1. A product line is sold in 15 different configurations of packaging. How does the large number of package types influence the value of the chi-squared statistic?
2. Why are chi-squared statistics not directly comparable between tables of different dimensions when the null hypothesis of independence holds?
3. Could Cramer’s V (Chapter 5) have been used rather than p-values to standardize the results? Give an advantage and a disadvantage of p-values compared to Cramer’s V statistics.
4. Of the 650 products, 69 come in 5 types of packaging. If packaging type and location are independent, what should be the average value of these 69 chi-squared statistics?
5. Suppose managers evaluate the association between package type and location for 50 products for which these are independent attributes. The data in each table are independent of the data in other tables.

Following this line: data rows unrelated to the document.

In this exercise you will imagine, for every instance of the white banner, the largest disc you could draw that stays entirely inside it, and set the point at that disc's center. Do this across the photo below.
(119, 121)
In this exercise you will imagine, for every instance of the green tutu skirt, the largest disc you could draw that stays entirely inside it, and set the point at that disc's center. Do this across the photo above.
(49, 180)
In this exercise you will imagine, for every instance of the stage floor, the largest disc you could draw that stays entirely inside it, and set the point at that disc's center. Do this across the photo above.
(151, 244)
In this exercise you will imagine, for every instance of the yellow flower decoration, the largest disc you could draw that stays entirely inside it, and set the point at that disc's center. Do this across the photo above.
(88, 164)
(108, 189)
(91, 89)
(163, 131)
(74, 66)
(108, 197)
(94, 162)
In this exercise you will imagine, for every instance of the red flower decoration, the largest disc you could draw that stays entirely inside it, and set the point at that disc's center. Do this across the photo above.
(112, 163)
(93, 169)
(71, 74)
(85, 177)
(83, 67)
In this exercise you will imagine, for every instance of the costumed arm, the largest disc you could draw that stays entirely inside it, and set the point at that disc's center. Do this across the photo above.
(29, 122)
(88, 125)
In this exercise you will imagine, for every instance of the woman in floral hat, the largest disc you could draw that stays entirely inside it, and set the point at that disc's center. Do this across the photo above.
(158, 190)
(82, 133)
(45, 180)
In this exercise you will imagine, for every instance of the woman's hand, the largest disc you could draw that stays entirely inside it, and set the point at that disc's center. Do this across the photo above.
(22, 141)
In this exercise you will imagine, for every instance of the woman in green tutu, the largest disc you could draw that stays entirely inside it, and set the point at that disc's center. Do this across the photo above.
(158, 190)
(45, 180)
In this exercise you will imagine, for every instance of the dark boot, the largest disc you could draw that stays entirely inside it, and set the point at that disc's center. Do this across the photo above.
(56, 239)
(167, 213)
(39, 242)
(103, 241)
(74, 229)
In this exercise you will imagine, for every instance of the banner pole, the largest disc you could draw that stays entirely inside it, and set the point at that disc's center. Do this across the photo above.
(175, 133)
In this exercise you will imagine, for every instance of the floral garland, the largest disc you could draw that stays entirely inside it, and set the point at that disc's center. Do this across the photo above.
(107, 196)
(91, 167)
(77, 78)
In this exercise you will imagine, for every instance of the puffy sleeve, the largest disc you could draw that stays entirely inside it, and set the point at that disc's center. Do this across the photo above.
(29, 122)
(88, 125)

a. How many of these 50 p-values would be expected to be less than 0.05?
b. What is the probability that at least one p-value would be less than 0.01?
c. If the smallest p-value is less than 0.01, should we conclude that package type and location for this product are associated?
6. The data used in the chi-squared analysis has 200 cases for each location. Is it necessary to have the same number of observations from each location for every product?
7. The histogram of p-values (Figure 4) shows that 84 products have p-value less than 0.025. Does this mean that if we were to examine all of the transactions for these products that we would find Location and Package Type associated for all 84 of them?
8. Explain how the analysis of packaging types could be used to manage the mix of colors or sizes of apparel in clothing stores that operate in different parts of the United States.